Even when your job is to investigate how attention can be manipulated, it can be hard to stop endless information-seeking. Zhang says in the past they were “terminally online”, and would continue to browse online after work hours. But now, once the work day is done, they log off and do not log back on.
Zhang has found benefit in more purposeful engagement: email newsletters that serve content on a specific theme, for example – although it’s hard not to subscribe to too many. They also have a Twitter account that’s just for fun, which provides some delineation between work and pleasure.
But being more choosy is not the same as being actively uninformed. Some may feel their media habits are a necessary and protective way to move through the world, and others may struggle to find information in the formats and languages they need. Nevertheless, it helps to be intentional about what you take in.
Caulfield advocates “tuning” your feed on social media: muting, unsubscribing from or unfollowing people who seem to be pushing dubious information. He acknowledges people can react badly to this idea – as if unsubscribing from someone who repeatedly posts inflammatory things is akin to censorship. But unless it’s your job or you have some greater purpose for understanding them, that argument doesn’t hold much water.
“When people speak a lot of nonsense or are careless with the truth, you’ve got to stop dealing with them, or they’ll exhaust you,” he says. “You don’t owe people your attention and you’ve got to take action to reclaim it.”
For Sewell, the end of the daily press conferences allowed her to reassess her Covid-19 information consumption.
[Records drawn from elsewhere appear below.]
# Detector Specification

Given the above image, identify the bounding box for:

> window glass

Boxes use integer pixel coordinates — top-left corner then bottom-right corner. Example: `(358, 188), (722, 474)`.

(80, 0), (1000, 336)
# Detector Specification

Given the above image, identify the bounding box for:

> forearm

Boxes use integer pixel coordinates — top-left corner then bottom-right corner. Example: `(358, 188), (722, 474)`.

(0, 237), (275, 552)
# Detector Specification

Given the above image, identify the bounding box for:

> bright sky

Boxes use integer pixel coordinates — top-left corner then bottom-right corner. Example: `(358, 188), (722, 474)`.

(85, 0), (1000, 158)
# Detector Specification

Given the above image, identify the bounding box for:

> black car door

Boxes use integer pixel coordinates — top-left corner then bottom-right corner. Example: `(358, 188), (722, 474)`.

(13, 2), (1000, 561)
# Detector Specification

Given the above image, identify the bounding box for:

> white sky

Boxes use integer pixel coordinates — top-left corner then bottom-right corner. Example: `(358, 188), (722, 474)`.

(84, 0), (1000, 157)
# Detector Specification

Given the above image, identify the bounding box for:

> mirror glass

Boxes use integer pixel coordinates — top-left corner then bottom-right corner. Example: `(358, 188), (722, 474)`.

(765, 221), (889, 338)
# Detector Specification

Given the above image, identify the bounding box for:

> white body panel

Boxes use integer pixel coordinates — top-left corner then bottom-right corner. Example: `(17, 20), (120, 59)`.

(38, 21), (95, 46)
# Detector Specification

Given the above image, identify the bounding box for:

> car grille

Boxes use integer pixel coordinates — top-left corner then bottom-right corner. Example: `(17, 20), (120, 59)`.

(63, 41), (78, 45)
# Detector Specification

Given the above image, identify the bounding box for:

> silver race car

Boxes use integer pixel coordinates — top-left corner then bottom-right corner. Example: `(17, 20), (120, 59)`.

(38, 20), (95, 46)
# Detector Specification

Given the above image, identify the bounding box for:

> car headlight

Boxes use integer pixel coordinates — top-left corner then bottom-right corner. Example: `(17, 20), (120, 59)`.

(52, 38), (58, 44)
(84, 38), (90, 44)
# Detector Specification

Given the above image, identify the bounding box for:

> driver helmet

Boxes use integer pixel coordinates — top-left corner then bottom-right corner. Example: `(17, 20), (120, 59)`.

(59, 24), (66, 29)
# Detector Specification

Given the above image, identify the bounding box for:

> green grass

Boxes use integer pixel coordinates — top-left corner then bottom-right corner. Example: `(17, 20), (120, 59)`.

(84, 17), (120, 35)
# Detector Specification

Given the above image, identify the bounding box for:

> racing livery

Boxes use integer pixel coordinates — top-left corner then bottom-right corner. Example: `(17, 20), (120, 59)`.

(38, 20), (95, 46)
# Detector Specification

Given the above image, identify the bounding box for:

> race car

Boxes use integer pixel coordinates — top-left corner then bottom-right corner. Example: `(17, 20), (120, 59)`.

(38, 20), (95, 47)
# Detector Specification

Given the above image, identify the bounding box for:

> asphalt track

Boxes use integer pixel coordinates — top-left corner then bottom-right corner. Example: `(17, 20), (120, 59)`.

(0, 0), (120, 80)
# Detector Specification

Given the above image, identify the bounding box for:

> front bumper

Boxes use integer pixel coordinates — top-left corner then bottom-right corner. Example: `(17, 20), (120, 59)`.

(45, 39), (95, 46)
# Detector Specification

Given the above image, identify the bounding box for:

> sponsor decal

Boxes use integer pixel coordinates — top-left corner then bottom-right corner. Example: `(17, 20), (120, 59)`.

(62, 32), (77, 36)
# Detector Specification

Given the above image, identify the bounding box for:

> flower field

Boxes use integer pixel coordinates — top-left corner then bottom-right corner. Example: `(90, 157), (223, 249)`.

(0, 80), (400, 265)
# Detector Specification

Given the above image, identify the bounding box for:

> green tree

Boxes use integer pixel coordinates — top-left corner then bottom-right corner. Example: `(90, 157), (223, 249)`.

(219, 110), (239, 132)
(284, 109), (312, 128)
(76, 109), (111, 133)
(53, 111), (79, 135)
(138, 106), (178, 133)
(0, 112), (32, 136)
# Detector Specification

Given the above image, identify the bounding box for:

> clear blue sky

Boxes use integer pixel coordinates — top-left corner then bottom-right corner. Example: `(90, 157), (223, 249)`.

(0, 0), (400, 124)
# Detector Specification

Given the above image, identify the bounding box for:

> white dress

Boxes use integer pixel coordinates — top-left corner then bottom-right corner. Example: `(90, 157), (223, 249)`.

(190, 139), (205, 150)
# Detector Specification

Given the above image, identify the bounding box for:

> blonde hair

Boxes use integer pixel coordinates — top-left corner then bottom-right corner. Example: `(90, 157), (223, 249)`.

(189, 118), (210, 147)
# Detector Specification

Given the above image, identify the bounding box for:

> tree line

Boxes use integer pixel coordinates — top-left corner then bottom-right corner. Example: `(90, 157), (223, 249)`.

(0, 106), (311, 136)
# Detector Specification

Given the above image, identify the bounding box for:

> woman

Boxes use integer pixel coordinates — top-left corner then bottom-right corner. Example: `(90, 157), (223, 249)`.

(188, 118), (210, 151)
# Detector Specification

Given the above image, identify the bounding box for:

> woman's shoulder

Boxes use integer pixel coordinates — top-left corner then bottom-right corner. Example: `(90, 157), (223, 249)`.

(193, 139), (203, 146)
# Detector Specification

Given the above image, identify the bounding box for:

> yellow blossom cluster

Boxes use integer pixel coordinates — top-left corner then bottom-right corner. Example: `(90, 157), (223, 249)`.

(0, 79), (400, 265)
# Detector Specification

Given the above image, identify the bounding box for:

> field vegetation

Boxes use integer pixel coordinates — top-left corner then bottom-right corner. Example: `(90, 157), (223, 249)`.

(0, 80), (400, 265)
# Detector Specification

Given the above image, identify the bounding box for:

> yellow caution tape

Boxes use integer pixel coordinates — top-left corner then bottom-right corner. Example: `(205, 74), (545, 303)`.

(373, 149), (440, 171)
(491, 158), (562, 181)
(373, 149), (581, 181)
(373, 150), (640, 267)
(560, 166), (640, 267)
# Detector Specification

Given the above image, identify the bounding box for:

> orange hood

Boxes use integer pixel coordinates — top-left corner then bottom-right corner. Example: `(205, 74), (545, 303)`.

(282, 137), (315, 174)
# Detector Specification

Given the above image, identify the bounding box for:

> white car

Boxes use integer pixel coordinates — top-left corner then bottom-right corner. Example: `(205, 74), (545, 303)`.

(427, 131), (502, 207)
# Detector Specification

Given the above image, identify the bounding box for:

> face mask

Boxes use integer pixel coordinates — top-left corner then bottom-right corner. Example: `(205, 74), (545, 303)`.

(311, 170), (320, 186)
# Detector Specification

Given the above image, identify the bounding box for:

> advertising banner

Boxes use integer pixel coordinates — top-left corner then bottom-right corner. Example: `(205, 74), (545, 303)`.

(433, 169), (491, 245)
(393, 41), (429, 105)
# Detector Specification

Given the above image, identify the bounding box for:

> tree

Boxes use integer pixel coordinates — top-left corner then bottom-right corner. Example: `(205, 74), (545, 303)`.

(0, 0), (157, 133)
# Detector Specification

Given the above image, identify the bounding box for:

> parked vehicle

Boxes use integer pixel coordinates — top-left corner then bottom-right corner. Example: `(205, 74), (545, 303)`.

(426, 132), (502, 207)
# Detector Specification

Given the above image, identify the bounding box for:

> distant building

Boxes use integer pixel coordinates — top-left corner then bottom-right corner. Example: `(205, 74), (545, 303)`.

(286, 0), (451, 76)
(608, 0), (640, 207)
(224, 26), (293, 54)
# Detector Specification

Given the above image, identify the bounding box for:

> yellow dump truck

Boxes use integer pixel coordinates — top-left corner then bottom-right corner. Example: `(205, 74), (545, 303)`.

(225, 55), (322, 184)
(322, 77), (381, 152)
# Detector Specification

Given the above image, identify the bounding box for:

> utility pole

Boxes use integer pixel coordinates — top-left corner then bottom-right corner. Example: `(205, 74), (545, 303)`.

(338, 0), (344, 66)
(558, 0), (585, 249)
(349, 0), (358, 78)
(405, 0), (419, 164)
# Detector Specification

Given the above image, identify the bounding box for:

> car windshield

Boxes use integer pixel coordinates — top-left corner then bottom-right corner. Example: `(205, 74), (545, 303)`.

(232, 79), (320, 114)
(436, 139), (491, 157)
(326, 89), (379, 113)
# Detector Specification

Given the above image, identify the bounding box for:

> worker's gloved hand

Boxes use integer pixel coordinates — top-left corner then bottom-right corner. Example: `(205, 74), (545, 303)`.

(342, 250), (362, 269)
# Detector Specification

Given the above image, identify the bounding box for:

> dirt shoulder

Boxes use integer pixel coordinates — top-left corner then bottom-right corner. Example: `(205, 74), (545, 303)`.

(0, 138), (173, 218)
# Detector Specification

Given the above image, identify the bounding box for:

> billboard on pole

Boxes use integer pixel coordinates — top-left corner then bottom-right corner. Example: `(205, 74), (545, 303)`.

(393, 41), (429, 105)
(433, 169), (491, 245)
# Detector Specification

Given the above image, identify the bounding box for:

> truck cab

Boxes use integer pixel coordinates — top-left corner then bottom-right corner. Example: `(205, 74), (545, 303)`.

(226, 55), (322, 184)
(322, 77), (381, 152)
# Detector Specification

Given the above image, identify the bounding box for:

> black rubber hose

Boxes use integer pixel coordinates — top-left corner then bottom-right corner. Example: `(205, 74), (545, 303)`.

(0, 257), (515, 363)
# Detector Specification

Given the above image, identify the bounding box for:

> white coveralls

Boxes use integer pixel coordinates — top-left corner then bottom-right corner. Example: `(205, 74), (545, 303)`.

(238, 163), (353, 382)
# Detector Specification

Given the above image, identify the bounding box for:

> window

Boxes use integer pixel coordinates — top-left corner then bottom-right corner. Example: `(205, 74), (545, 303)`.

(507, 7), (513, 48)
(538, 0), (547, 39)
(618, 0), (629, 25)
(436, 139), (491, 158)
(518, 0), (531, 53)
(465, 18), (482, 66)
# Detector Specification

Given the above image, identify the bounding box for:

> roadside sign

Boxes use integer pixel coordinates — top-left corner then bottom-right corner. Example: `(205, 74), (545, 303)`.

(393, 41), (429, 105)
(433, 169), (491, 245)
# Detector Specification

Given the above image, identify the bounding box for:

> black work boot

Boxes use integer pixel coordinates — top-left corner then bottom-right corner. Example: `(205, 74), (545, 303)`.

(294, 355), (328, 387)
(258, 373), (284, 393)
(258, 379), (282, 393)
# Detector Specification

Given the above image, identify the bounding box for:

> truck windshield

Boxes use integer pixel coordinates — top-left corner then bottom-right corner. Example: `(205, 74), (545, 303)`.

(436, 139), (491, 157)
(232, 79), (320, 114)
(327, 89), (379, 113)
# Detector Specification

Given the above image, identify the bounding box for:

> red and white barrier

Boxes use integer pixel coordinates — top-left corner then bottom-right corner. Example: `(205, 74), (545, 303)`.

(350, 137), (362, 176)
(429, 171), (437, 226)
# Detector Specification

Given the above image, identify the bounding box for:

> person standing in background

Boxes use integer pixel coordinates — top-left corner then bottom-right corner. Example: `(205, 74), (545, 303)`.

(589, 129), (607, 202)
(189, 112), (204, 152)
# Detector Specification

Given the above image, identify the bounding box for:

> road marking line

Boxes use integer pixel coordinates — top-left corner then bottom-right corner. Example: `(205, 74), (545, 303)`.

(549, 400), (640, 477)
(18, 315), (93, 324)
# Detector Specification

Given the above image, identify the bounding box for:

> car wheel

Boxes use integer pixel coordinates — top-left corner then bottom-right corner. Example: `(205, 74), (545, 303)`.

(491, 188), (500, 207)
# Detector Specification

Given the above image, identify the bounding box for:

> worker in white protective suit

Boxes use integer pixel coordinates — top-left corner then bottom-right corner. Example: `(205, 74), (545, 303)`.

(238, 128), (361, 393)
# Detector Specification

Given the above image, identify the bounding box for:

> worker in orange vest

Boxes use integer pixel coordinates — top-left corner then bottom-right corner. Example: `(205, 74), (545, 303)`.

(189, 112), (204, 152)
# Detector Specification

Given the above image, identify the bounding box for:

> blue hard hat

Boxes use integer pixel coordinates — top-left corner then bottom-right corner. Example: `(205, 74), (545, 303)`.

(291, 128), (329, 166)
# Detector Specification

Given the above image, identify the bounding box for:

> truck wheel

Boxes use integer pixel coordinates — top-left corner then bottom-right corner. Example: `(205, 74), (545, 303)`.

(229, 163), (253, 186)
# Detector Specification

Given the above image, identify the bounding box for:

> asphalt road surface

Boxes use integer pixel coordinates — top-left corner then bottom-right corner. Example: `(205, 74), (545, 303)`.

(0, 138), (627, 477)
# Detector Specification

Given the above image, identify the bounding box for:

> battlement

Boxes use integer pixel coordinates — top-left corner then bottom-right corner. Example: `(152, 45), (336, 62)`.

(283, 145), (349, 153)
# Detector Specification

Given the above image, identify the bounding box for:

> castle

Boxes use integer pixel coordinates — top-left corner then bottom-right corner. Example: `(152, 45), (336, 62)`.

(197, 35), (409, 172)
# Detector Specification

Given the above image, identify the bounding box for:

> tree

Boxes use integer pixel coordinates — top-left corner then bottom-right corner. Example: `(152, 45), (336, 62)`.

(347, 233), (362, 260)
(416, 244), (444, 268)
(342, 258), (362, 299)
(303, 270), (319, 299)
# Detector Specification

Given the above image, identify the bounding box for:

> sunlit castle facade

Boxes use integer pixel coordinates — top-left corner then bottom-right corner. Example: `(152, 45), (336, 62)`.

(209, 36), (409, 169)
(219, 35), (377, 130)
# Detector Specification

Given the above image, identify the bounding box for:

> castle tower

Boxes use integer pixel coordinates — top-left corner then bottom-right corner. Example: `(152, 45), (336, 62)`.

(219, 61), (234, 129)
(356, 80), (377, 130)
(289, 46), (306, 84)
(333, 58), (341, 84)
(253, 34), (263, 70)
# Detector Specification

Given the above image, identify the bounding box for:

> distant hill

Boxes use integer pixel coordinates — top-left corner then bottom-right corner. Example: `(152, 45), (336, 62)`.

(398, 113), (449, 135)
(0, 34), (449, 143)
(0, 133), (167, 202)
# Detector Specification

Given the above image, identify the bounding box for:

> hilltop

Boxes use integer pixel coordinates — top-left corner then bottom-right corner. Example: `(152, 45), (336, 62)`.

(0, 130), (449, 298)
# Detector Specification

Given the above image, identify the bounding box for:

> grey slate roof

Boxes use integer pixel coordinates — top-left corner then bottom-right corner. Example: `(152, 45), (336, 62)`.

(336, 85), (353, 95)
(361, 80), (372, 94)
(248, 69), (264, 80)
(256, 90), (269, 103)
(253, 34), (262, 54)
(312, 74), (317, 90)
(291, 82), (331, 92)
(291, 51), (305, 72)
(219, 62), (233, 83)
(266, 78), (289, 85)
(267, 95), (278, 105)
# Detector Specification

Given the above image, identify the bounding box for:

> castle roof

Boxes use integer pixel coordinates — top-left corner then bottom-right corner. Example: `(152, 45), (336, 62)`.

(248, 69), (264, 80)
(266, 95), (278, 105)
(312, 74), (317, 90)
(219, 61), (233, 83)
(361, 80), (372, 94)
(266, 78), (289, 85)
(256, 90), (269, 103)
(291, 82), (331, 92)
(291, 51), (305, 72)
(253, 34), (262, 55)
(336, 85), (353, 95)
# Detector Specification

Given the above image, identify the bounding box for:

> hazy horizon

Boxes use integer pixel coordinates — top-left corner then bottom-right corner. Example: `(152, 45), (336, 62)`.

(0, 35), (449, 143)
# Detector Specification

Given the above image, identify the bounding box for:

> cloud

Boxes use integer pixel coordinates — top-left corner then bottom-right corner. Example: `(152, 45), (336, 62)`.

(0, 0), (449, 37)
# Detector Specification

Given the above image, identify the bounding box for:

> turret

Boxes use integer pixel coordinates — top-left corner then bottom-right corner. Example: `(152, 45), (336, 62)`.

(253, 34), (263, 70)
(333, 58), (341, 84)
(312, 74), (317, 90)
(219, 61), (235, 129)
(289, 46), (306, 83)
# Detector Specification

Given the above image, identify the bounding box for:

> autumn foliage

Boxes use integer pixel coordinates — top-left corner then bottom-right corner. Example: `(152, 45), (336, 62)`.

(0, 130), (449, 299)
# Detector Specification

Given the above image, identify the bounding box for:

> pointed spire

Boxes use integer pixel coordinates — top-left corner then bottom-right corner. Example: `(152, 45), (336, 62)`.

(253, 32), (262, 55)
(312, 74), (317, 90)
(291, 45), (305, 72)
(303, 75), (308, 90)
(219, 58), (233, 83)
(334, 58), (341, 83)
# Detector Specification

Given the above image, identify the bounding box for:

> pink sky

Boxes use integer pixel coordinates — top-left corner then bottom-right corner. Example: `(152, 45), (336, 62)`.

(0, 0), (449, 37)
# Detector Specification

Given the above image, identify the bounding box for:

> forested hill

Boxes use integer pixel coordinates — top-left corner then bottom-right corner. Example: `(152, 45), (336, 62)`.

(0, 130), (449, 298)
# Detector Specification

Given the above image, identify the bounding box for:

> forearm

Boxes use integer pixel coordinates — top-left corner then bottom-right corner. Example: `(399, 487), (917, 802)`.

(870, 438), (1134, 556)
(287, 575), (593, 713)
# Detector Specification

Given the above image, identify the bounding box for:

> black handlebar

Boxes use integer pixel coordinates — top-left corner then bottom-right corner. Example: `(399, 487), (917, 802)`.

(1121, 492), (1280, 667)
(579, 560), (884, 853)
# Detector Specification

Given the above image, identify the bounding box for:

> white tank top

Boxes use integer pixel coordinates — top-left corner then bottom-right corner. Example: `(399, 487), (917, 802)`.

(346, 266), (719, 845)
She has closed the live blogs, and instead looks only for what she needs to have informed conversations with family and friends.
She is also an advocate of the “unfollow” button – especially since consuming other people’s opinions on every little thing to do with Covid began to feel like work. “When people started coming out of the woodwork with some questionable thoughts on vaccination, that was when it was a good time to say ‘no thank you’.”